Proof of concept: Geheimsprache

Want to put this up for discussion: http://yanone.de/typedesign/code/geheimsprache/
Any useful?

Comments

  • it's a fun idea! if you're interested in crypto and want to learn about how to break your own implementation, i suggest you look at the matasano crypto challenges.

    i suspect the value in geheimsprache is primarily in obfuscating email addresses and telephone numbers so they won't be crawled but can be viewed by regular folks. the challenge is that the 'attacker' has access to the rebuilt font (and the table), but even if they didn't and only had access to the ciphertext, you're still victim to the predictability of the language you're communicating in. sign up for the challenge, you'll be surprised how fun this is. seriously!

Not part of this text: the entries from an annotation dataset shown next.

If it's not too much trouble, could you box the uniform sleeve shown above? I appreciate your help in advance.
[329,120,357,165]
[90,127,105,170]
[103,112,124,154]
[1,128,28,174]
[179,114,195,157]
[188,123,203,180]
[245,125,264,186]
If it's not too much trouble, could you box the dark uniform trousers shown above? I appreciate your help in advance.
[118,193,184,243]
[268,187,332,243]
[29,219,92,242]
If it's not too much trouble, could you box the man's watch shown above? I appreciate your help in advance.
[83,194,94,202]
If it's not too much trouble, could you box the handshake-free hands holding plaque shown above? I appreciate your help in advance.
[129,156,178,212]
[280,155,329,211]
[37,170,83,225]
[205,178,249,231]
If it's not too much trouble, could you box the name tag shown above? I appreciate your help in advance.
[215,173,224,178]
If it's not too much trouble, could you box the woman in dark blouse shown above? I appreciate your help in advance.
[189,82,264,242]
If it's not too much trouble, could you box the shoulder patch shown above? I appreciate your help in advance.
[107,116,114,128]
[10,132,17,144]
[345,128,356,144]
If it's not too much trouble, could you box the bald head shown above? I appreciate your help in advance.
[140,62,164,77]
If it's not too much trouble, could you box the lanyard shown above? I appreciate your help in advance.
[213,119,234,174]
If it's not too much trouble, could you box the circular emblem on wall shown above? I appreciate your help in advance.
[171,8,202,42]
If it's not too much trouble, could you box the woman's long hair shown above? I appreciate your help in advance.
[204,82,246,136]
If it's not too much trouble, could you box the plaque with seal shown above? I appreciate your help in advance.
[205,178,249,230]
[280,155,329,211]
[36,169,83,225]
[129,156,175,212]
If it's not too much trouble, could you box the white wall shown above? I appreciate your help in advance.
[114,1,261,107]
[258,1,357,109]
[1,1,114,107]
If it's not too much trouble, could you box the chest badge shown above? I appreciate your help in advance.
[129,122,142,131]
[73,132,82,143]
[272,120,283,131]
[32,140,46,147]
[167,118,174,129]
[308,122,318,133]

    i suspect you're right that most crawlers won't go to the effort, but your friends might groan when they copy and paste and try to send an email to ҸÏ×╥╡ĪңЬOõңOÏaO╇ĪĪΞÏңЬụ.

    i think if i were publishing a blog that contained sensitive topics or a diary i wanted my friends to be able to read, but that i wanted to be uncrawlable, i might go in for this, but i might also be irritated a few years down the road if the only copy is an Internet Archive post of gibberish when my server goes belly up. who knows. i could easily see publishers thinking this was a great idea for stymying instapaper-like products until the support emails came in.
  • yanone
    yanone Posts: 130
    Or simply a way to create better looking captchas.
  • yanone
    yanone Posts: 130
    What my brother just told me is making the idea look really stupid:

    If you print that page to a PDF, you can select and copy/paste that text and it will copy as human readable text, not the transmitted garbage.
    Tried in Acrobat Reader and Mac’s Preview.app.
    Do they have OCR built in?
  • That's awesome, probably a much simpler explanation than OCR. Just a guess but I'd assume that pdfs are being encoded with something like the cid table or the glyph names rather than unicode values.
  • PabloImpallari
    PabloImpallari Posts: 806
    edited March 2014
    Mmmmm... interesting...... let's see....
    - In the scrambled webfont, the Unicode is shuffled (but the Glphynames remains correct).
    - In the generated Pdf, the subsetted/embedded font is correctly encoded again.
    How can that happen?
    I'm guessing that the soft in charge of creating the Pdf it's using the Glphynames to re-encode the auto-generated subsetted/embedded font that gets inside the Pdf.
    I doubt it has anything to do with OCR.

    If you try shuffling both, the Unicode AND the Glphynames, the Pdf generating algorithm should not be able to re-encode the font... I guess....
  • Yes, scramble the glyph names as well.